The investment fallacy of good or bad

Posted by Jacob Radke
July 21, 2023

Investments: Better or Worse Than Expected

Investments are never judged on good or bad outcomes, but rather on better or worse outcomes than expected.

Integral to how the market performs is how market participants think. You can never fully predict movements in pricing without understanding why an asset is already priced the way it is.

Coinbase is up almost 100% after the SEC alleged that Coinbase was operating as an unregistered exchange, broker, and clearing agency, and that it failed to register the offer and sale of its staking-as-a-service program. Bad news, yes and it still is bad news, but things have turned out better than expected since then and that is why you see the performance, better than expected.

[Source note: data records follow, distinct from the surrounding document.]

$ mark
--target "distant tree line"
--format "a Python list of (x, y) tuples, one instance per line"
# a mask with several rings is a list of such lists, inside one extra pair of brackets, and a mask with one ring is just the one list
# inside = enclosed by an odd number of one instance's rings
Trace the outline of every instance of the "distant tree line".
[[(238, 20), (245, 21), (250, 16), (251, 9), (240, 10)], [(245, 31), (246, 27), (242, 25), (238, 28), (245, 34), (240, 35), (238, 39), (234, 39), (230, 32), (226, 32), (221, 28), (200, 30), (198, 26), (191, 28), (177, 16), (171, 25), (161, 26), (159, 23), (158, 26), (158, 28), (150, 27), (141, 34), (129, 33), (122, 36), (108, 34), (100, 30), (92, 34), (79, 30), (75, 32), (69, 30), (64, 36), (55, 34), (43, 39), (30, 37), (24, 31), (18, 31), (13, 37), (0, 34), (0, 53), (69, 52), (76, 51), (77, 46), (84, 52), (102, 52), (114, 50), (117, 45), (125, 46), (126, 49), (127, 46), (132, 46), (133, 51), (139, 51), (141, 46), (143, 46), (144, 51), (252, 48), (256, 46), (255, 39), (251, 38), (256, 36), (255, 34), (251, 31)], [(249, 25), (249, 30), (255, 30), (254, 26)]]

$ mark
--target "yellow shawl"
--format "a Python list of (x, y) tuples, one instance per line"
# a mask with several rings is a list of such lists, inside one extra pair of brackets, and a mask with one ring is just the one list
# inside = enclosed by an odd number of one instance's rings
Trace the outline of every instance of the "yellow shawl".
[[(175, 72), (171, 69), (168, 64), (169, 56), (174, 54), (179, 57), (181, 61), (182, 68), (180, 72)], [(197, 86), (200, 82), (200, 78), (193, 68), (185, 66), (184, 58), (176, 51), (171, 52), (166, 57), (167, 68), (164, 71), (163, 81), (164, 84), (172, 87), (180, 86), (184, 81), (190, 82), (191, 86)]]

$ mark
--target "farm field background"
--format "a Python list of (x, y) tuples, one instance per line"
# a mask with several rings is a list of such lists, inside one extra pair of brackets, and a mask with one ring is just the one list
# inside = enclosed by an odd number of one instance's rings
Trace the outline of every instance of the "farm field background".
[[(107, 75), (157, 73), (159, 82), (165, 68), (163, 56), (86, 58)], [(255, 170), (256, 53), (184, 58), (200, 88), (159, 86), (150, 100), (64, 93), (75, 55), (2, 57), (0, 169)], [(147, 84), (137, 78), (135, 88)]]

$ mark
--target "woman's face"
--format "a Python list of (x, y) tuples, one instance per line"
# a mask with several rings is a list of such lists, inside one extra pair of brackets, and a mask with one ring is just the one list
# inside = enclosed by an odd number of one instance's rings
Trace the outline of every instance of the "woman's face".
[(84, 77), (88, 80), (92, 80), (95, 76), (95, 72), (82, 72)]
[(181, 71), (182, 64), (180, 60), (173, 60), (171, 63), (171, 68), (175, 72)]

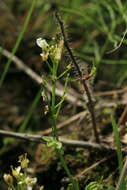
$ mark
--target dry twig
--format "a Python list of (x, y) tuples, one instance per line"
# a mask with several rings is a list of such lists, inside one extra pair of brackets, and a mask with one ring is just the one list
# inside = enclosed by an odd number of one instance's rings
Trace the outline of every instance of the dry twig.
[[(16, 133), (11, 131), (5, 131), (0, 130), (0, 136), (4, 137), (12, 137), (16, 139), (26, 140), (29, 142), (36, 142), (36, 143), (45, 143), (42, 139), (42, 135), (32, 135), (32, 134), (26, 134), (26, 133)], [(71, 147), (82, 147), (87, 148), (89, 150), (97, 150), (97, 151), (108, 151), (108, 152), (114, 152), (116, 151), (115, 148), (109, 147), (104, 144), (98, 144), (93, 143), (89, 141), (79, 141), (79, 140), (70, 140), (60, 137), (59, 140), (63, 143), (65, 146), (71, 146)], [(127, 154), (127, 151), (123, 150), (124, 153)]]

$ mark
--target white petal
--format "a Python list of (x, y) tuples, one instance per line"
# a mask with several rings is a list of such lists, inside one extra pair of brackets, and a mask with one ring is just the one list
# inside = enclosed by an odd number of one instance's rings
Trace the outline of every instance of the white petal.
[(42, 49), (45, 49), (45, 48), (47, 48), (47, 47), (49, 46), (48, 43), (46, 42), (46, 40), (45, 40), (45, 39), (42, 40), (42, 38), (38, 38), (38, 39), (36, 40), (36, 43), (37, 43), (37, 45), (38, 45), (39, 47), (41, 47)]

Carvana stock is up more than 1000% this year on news that it may not be bankrupt, or at least not as bankrupt as people thought.

In both of these cases, though, the overall worse than expected news in the last 3 years has given them over 80% drawdowns from highs, things have just modestly turned around from the basic expectation of bankruptcy.

Practical Cases

Charles Schwab after earnings Q2 2023

Charles Schwab just reported a near 40% drop in earnings on Tuesday, yet the stock was up over 12% during the trading day.

The reason was because everyone knew it was going to be bad, but everyone thought it was going to be worse. So when the results came out and they were better than expected, investors started buying it back up to a fair market value.

A speculator would’ve analyzed over the last couple of months whether or not Charles Schwab was in better or worse financial condition that investors thought and came to a conclusion before the actual results came out.

JPMorgan Chase after earnings Q2 2023.

JPMorgan Chase reported a 67% jump in earnings, now that sounds pretty good to me. However, everyone was expecting that because interest rates are 4.5% higher and the bank hasn’t increased it’s savings rates to that level. It makes sense when the principal business is to borrow money from people and lend it out at higher rates, that it makes more money when rates are higher. The stock was only up <1% after it reported. It was around expectations, no better, no worse.

I hope you are catching on. It doesn’t matter how good or bad something is, it only matter how much better or worse it becomes.

Applying the Lens to the Market

When I talk about the market and it’s valuation I am looking through this lens.

What is the market pricing in today that could come out better or worse that expected.

It’s my understanding that the market is pricing in no recession, or at least very mild, a strong labor market and consumer, and lower inflation. Now better or worse. If in 12 months from now we see a recession, the labor market tick up to 5% unemployment, and declining retail sales, it would be totally rational to expect the stock market to fall on worse than expected information.

The risk is that you are wrong about your assumptions in the market currently, or wrong is your expectations around what could happen in terms of better or worse than others are thinking.

So either you are wrong period or you are right or wrong and you just were wrong about what other people had thought and priced into the market.

The longer you hold, the less worrisome those risks become. And it’s because people generally underestimate what can happen over long periods of time and overestimate what can happen in short time frames.

This is why the buy and hold method is so successful and popular, it’s because there is no need to speculate in the short term on what others are thinking and you can know that generally people are going to underestimate the future.